2006-01-19 Thread Nathanael Nerode
Arnoud Engelfriet [EMAIL PROTECTED] wrote:
 I think the DMCA actually speaks about access to the work
 (17 U.S.C. 1201):
 
(2) No person shall manufacture, import, offer to the public, provide,
or otherwise traffic in any technology, product, service, device,
component, or part thereof, that--
 
(A) is primarily designed or produced for the purpose of circumventing
a technological measure that effectively controls access to a work
protected under this title;
(...)
 
 And access is defined such that I don't think it covers
 copying of the protected work:
 
(3) As used in this subsection--
 
(A) to circumvent a technological measure means to descramble a
scrambled work, to decrypt an encrypted work, or otherwise to
avoid, bypass, remove, deactivate, or impair a technological
measure, without the authority of the copyright owner;  and
(B) a technological measure effectively controls access to a
work if the measure, in the ordinary course of its operation,
requires the application of information, or a process or a
treatment, with the authority of the copyright owner, to gain
access to the work.
 
 http://www.usdoj.gov/criminal/cybercrime/17usc1201.htm

Hrrm.  We need a different clause then.

No program licensed under this License, which accesses a work, shall require 
the authority of the copyright owner for that work, in order to gain access 
to that work.  Accordingly, no program licensed under this License is a 
technological measure which effectively controls access to any work.

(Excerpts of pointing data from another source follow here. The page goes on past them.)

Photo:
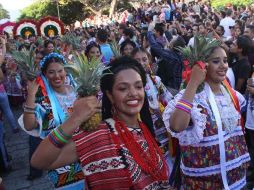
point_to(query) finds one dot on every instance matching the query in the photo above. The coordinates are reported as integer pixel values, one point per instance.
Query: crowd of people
(159, 129)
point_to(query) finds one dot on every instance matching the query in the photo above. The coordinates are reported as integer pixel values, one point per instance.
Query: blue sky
(14, 7)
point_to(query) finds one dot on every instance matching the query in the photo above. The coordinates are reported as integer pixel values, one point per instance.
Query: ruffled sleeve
(193, 134)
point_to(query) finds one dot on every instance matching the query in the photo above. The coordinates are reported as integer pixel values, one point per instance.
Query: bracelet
(27, 107)
(57, 138)
(29, 111)
(63, 133)
(54, 141)
(184, 105)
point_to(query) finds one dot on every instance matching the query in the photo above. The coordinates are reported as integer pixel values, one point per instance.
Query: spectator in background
(249, 31)
(126, 47)
(102, 38)
(241, 68)
(227, 22)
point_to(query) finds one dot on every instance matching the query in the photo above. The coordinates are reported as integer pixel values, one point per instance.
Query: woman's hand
(198, 75)
(84, 108)
(32, 88)
(250, 86)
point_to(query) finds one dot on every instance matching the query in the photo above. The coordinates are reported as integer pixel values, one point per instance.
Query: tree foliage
(3, 13)
(223, 3)
(70, 11)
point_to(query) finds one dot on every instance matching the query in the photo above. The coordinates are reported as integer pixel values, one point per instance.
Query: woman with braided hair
(48, 105)
(121, 153)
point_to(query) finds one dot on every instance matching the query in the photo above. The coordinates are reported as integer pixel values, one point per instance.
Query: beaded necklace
(150, 161)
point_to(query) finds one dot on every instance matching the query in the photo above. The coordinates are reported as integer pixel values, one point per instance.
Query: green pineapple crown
(115, 48)
(201, 50)
(25, 61)
(86, 73)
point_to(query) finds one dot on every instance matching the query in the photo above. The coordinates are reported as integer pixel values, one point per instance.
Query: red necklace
(147, 160)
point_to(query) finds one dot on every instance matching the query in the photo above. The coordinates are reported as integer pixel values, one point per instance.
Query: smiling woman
(208, 126)
(122, 150)
(14, 11)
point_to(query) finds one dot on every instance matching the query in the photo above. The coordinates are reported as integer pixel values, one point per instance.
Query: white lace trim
(232, 164)
(193, 134)
(214, 140)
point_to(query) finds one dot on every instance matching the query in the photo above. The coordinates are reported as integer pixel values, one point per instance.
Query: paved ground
(17, 146)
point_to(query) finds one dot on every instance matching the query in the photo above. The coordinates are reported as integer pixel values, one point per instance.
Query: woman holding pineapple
(206, 119)
(49, 103)
(158, 97)
(121, 152)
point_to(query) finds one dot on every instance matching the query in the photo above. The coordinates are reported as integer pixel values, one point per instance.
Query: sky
(14, 7)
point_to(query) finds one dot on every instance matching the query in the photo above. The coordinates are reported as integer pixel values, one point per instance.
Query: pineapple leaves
(201, 50)
(87, 74)
(115, 48)
(72, 39)
(25, 61)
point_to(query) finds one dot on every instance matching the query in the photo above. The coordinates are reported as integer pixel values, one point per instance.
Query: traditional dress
(158, 97)
(48, 118)
(108, 164)
(214, 152)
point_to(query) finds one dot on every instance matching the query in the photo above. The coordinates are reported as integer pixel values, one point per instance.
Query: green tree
(100, 6)
(3, 13)
(70, 11)
(222, 3)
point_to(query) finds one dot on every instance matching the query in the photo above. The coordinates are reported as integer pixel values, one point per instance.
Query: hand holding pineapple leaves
(32, 88)
(198, 75)
(87, 74)
(84, 108)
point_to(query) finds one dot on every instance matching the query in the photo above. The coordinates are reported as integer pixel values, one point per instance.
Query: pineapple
(198, 54)
(71, 39)
(25, 60)
(87, 74)
(40, 41)
(115, 48)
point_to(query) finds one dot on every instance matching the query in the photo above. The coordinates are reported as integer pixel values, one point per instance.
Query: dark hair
(141, 49)
(102, 35)
(90, 46)
(159, 27)
(229, 12)
(251, 27)
(47, 42)
(179, 43)
(245, 43)
(222, 29)
(49, 61)
(128, 32)
(125, 43)
(107, 82)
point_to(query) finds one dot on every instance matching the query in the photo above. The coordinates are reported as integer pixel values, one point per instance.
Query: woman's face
(127, 49)
(238, 32)
(127, 96)
(56, 74)
(50, 48)
(94, 52)
(83, 44)
(233, 47)
(219, 31)
(217, 66)
(38, 58)
(143, 59)
(202, 30)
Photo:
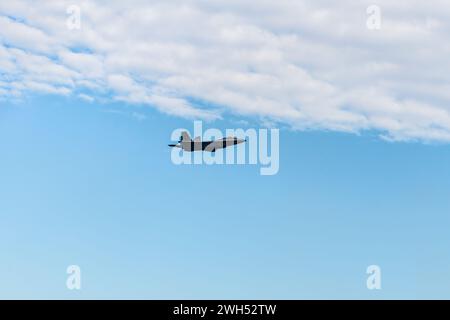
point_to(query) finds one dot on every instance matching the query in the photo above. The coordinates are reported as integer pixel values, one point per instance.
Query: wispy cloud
(307, 64)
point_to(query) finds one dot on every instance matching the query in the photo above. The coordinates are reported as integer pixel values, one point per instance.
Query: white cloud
(309, 64)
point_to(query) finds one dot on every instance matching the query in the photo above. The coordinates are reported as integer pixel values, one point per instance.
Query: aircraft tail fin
(185, 136)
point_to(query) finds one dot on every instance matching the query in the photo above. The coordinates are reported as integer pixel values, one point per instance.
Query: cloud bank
(306, 64)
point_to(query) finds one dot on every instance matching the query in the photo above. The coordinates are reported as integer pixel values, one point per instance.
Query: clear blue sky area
(83, 185)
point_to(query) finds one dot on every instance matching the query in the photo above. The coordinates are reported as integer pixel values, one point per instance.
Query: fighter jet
(187, 144)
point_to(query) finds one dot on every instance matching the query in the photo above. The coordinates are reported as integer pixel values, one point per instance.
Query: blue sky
(97, 189)
(89, 97)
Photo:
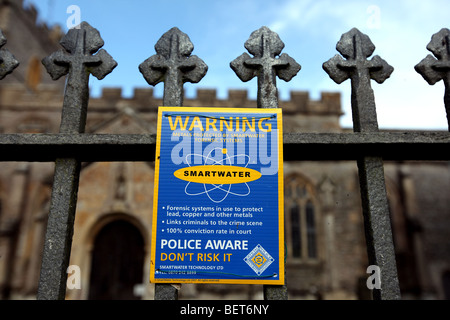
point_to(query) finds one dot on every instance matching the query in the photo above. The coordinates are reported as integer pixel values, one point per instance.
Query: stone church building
(325, 245)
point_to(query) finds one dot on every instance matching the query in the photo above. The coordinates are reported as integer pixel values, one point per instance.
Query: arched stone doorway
(117, 262)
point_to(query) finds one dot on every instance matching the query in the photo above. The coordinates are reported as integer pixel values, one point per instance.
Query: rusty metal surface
(435, 69)
(78, 61)
(173, 65)
(267, 63)
(7, 61)
(356, 47)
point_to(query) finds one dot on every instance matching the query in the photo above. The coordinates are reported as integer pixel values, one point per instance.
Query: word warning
(218, 196)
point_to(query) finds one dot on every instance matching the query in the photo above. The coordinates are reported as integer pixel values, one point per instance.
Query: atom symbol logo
(217, 192)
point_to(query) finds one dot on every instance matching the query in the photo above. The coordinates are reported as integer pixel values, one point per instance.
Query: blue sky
(400, 30)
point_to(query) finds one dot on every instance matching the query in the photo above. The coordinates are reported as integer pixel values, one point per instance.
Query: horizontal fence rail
(297, 146)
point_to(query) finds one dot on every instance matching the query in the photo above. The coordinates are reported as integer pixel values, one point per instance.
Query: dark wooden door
(117, 262)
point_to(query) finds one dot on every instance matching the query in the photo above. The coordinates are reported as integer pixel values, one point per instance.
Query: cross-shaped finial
(434, 70)
(265, 45)
(356, 47)
(78, 60)
(173, 65)
(7, 61)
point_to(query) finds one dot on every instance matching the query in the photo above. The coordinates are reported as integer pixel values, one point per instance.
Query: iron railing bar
(297, 146)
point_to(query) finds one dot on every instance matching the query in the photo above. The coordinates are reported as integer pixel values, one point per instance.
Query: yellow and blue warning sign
(218, 196)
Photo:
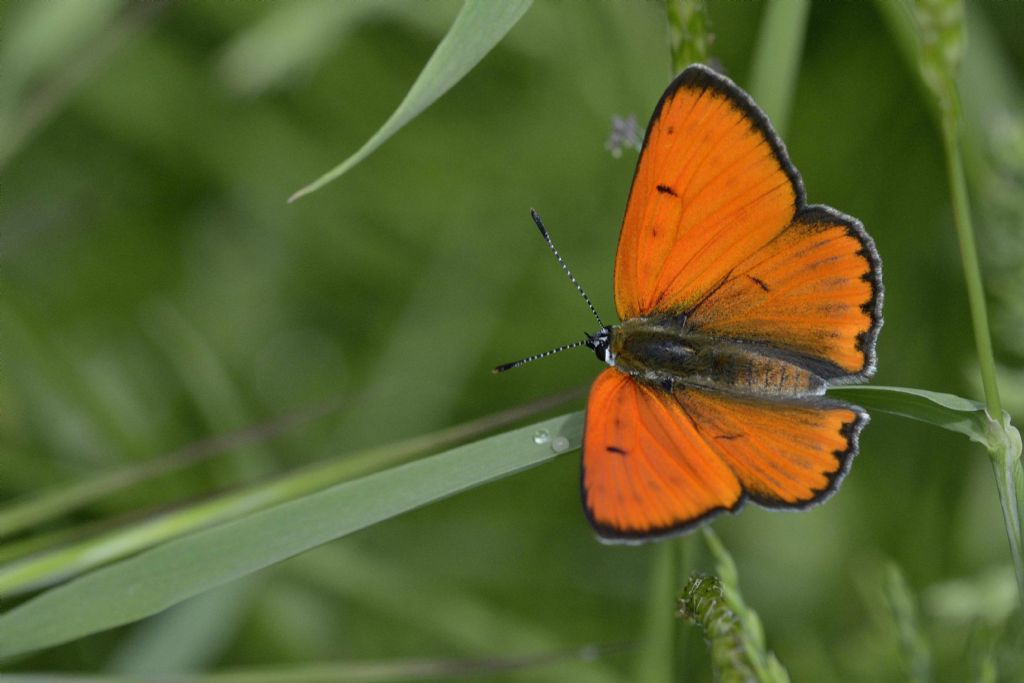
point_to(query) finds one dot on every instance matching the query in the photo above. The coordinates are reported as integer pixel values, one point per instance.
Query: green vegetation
(233, 428)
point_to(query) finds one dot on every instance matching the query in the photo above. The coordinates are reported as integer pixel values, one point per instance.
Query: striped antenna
(547, 238)
(538, 356)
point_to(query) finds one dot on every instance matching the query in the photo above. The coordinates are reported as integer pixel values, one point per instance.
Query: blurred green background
(158, 290)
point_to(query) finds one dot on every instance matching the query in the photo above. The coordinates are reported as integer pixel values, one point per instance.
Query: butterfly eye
(600, 343)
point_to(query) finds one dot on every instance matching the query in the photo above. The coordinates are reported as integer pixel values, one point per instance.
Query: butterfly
(739, 304)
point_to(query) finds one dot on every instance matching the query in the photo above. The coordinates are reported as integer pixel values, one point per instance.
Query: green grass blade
(914, 650)
(941, 410)
(71, 559)
(1000, 438)
(479, 26)
(656, 662)
(169, 573)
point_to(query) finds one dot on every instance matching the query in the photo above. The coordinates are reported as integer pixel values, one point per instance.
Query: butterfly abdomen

Think that will do it?  The point here is that the authority of the copyright 
owner cannot be enforced technologically, only legally.  So this doesn't 
actually impose any restrictions on the content of the program, and it's 
true.  (The program can still require the application of information, or a 
process or a treatment, but can't require the authority of the copyright 
owner).

(Incidentally, the DMCA text makes me think of South Park: respect my 
authoriteh!)

We need to see the clauses from countries with similar DMCA-like laws to 
successfully eviscerate them as well.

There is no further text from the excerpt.